Supervisor Elham AbolFateh
Editor in Chief Mohamed Wadie

Tunisian President Threatens to Dissolve Parl’t


Tue 18 Feb 2020 | 10:39 AM
NaDa Mustafa

Tunisian President Kais Saied has threatened, on Monday, to dissolve parliament and call for early elections if the new government headed by Elyes Al-Fakhfakh failed to gain the parliamentary confidence vote “to get the country out of the worst political crisis since its independence in 1956.”

During his meeting with Parliament Speaker, Saied said that the constitution is the only reference, adding, “if the new government fails to gain the confidence vote, the parliament will be dissolved, and the Tunisian people will have the final word."

Fakhfakh proposed the line-up of a new government on Saturday and then said negotiations would continue after the moderate Islamist Ennahda party, the biggest in parliament, rejected it.

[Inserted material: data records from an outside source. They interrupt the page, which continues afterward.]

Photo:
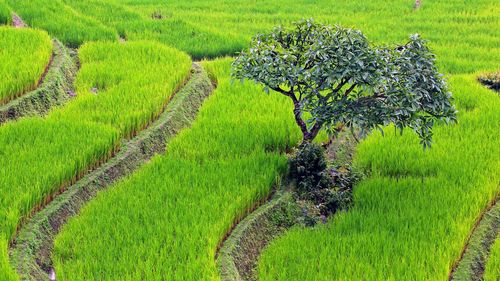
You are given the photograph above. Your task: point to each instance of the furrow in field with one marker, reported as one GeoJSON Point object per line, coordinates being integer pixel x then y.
{"type": "Point", "coordinates": [54, 88]}
{"type": "Point", "coordinates": [472, 262]}
{"type": "Point", "coordinates": [30, 252]}
{"type": "Point", "coordinates": [120, 88]}
{"type": "Point", "coordinates": [169, 217]}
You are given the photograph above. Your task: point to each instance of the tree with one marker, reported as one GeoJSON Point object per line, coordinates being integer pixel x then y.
{"type": "Point", "coordinates": [339, 81]}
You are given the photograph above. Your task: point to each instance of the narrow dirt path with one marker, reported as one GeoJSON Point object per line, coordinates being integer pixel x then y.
{"type": "Point", "coordinates": [17, 21]}
{"type": "Point", "coordinates": [30, 253]}
{"type": "Point", "coordinates": [475, 254]}
{"type": "Point", "coordinates": [238, 257]}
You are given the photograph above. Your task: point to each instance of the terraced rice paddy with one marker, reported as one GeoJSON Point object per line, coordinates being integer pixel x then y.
{"type": "Point", "coordinates": [493, 265]}
{"type": "Point", "coordinates": [187, 199]}
{"type": "Point", "coordinates": [24, 54]}
{"type": "Point", "coordinates": [120, 88]}
{"type": "Point", "coordinates": [417, 206]}
{"type": "Point", "coordinates": [412, 214]}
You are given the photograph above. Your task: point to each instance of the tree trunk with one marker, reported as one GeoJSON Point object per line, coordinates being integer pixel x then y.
{"type": "Point", "coordinates": [297, 113]}
{"type": "Point", "coordinates": [417, 4]}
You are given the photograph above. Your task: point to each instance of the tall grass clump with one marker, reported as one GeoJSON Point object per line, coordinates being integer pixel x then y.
{"type": "Point", "coordinates": [492, 272]}
{"type": "Point", "coordinates": [120, 89]}
{"type": "Point", "coordinates": [168, 218]}
{"type": "Point", "coordinates": [5, 17]}
{"type": "Point", "coordinates": [24, 55]}
{"type": "Point", "coordinates": [62, 22]}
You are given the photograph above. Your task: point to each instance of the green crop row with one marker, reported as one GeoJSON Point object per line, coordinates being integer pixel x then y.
{"type": "Point", "coordinates": [5, 17]}
{"type": "Point", "coordinates": [492, 272]}
{"type": "Point", "coordinates": [61, 21]}
{"type": "Point", "coordinates": [120, 88]}
{"type": "Point", "coordinates": [412, 216]}
{"type": "Point", "coordinates": [165, 221]}
{"type": "Point", "coordinates": [209, 28]}
{"type": "Point", "coordinates": [24, 55]}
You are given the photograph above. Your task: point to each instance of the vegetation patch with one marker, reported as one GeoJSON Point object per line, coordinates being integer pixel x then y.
{"type": "Point", "coordinates": [43, 156]}
{"type": "Point", "coordinates": [302, 199]}
{"type": "Point", "coordinates": [237, 259]}
{"type": "Point", "coordinates": [5, 16]}
{"type": "Point", "coordinates": [55, 88]}
{"type": "Point", "coordinates": [185, 201]}
{"type": "Point", "coordinates": [25, 56]}
{"type": "Point", "coordinates": [472, 262]}
{"type": "Point", "coordinates": [492, 272]}
{"type": "Point", "coordinates": [31, 251]}
{"type": "Point", "coordinates": [62, 22]}
{"type": "Point", "coordinates": [491, 80]}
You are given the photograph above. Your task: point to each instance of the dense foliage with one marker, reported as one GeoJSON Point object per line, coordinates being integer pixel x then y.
{"type": "Point", "coordinates": [133, 83]}
{"type": "Point", "coordinates": [24, 55]}
{"type": "Point", "coordinates": [416, 206]}
{"type": "Point", "coordinates": [492, 271]}
{"type": "Point", "coordinates": [333, 75]}
{"type": "Point", "coordinates": [423, 203]}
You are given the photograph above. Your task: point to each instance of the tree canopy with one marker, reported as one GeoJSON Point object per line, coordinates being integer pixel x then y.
{"type": "Point", "coordinates": [337, 80]}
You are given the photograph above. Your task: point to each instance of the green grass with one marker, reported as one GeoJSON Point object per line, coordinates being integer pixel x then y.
{"type": "Point", "coordinates": [24, 55]}
{"type": "Point", "coordinates": [5, 17]}
{"type": "Point", "coordinates": [412, 216]}
{"type": "Point", "coordinates": [168, 218]}
{"type": "Point", "coordinates": [492, 272]}
{"type": "Point", "coordinates": [134, 81]}
{"type": "Point", "coordinates": [62, 22]}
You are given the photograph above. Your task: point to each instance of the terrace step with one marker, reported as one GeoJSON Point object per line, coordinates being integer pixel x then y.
{"type": "Point", "coordinates": [30, 253]}
{"type": "Point", "coordinates": [55, 87]}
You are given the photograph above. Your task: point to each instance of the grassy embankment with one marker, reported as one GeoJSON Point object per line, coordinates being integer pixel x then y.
{"type": "Point", "coordinates": [413, 214]}
{"type": "Point", "coordinates": [170, 216]}
{"type": "Point", "coordinates": [24, 53]}
{"type": "Point", "coordinates": [120, 89]}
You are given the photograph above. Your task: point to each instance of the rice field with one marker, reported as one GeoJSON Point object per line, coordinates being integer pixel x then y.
{"type": "Point", "coordinates": [120, 89]}
{"type": "Point", "coordinates": [62, 22]}
{"type": "Point", "coordinates": [25, 54]}
{"type": "Point", "coordinates": [172, 214]}
{"type": "Point", "coordinates": [5, 17]}
{"type": "Point", "coordinates": [411, 215]}
{"type": "Point", "coordinates": [492, 272]}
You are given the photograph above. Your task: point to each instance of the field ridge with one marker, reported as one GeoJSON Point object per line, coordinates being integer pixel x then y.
{"type": "Point", "coordinates": [472, 262]}
{"type": "Point", "coordinates": [54, 87]}
{"type": "Point", "coordinates": [31, 251]}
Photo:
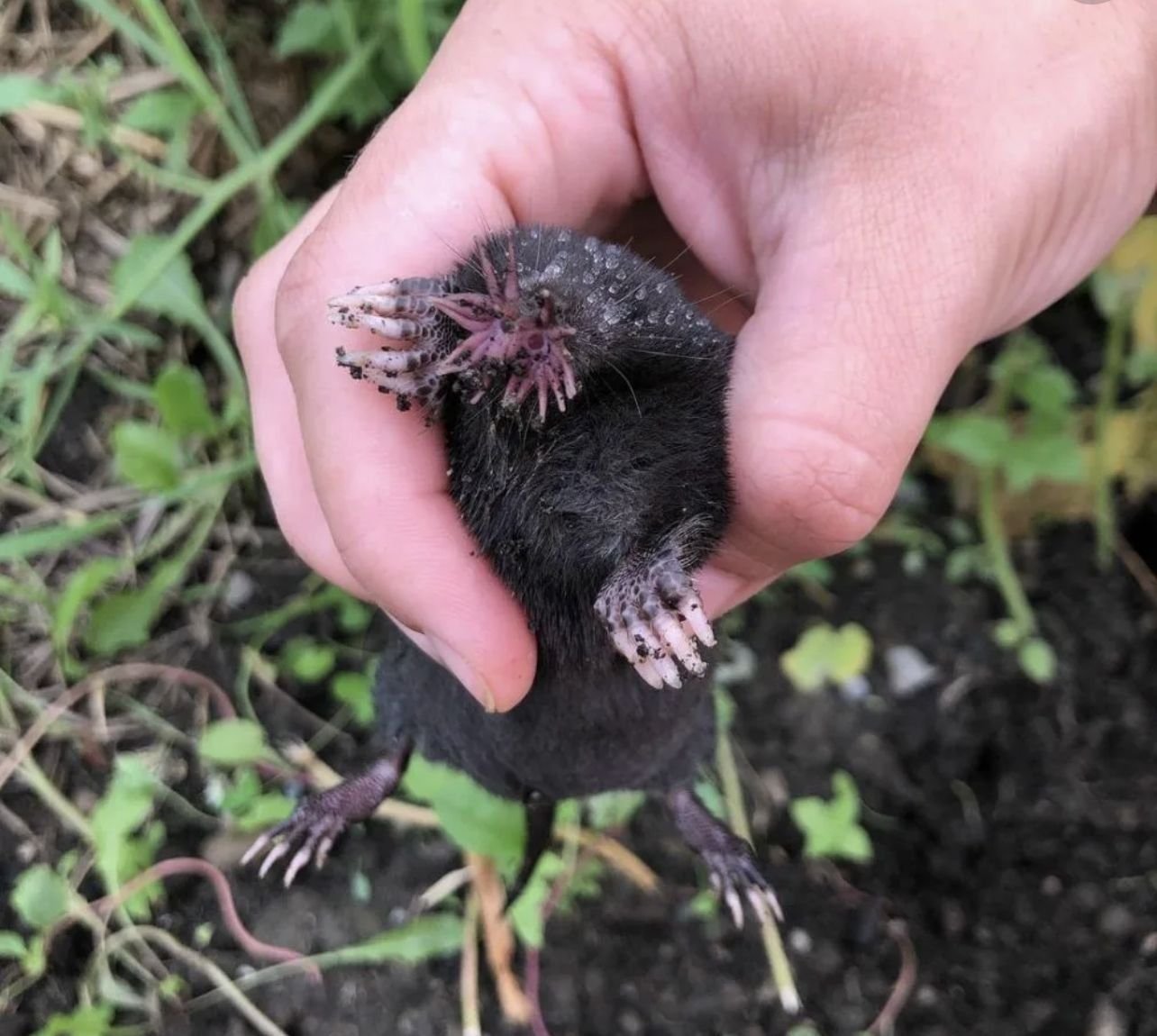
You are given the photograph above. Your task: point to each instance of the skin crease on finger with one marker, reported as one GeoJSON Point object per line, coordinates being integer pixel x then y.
{"type": "Point", "coordinates": [876, 255]}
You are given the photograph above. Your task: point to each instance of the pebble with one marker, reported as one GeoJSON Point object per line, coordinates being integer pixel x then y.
{"type": "Point", "coordinates": [908, 671]}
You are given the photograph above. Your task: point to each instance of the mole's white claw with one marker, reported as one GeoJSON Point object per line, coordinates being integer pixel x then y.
{"type": "Point", "coordinates": [276, 853]}
{"type": "Point", "coordinates": [691, 607]}
{"type": "Point", "coordinates": [646, 668]}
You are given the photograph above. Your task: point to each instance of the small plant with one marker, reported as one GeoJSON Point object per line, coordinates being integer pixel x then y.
{"type": "Point", "coordinates": [824, 655]}
{"type": "Point", "coordinates": [1024, 431]}
{"type": "Point", "coordinates": [831, 827]}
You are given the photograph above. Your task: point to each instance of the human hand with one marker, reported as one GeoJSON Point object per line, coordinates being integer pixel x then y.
{"type": "Point", "coordinates": [888, 185]}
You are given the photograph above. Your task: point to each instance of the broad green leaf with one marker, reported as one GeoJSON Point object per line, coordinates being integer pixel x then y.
{"type": "Point", "coordinates": [355, 692]}
{"type": "Point", "coordinates": [979, 439]}
{"type": "Point", "coordinates": [182, 402]}
{"type": "Point", "coordinates": [423, 939]}
{"type": "Point", "coordinates": [41, 896]}
{"type": "Point", "coordinates": [471, 816]}
{"type": "Point", "coordinates": [830, 826]}
{"type": "Point", "coordinates": [146, 456]}
{"type": "Point", "coordinates": [232, 742]}
{"type": "Point", "coordinates": [309, 28]}
{"type": "Point", "coordinates": [12, 945]}
{"type": "Point", "coordinates": [1038, 660]}
{"type": "Point", "coordinates": [163, 113]}
{"type": "Point", "coordinates": [306, 660]}
{"type": "Point", "coordinates": [175, 294]}
{"type": "Point", "coordinates": [17, 92]}
{"type": "Point", "coordinates": [84, 1021]}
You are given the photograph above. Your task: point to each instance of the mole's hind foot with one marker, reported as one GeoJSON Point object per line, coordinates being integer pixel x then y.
{"type": "Point", "coordinates": [654, 615]}
{"type": "Point", "coordinates": [318, 820]}
{"type": "Point", "coordinates": [733, 871]}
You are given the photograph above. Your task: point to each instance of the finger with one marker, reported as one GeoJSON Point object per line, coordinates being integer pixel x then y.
{"type": "Point", "coordinates": [277, 432]}
{"type": "Point", "coordinates": [451, 163]}
{"type": "Point", "coordinates": [831, 392]}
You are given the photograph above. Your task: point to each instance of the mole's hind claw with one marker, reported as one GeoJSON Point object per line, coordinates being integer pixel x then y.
{"type": "Point", "coordinates": [655, 616]}
{"type": "Point", "coordinates": [733, 872]}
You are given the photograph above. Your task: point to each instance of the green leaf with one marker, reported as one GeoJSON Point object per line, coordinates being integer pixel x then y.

But with the largest parties opposed to his coalition or unenthusiastic about its makeup, Fakhfakh may struggle to gain the strong parliamentary majority needed for any significant political program to tackle a severe economic crisis.

It is worth mentioning that, unemployment has been high and growth low since the 2011 revolution, while the government has sunk further into debt with a series of big-budget deficits that foreign lenders demand it bring under control.

Ennahda's nominee for prime minister, Habib Jemli, proposed a coalition government that was rejected by parliament in a confidence vote last month.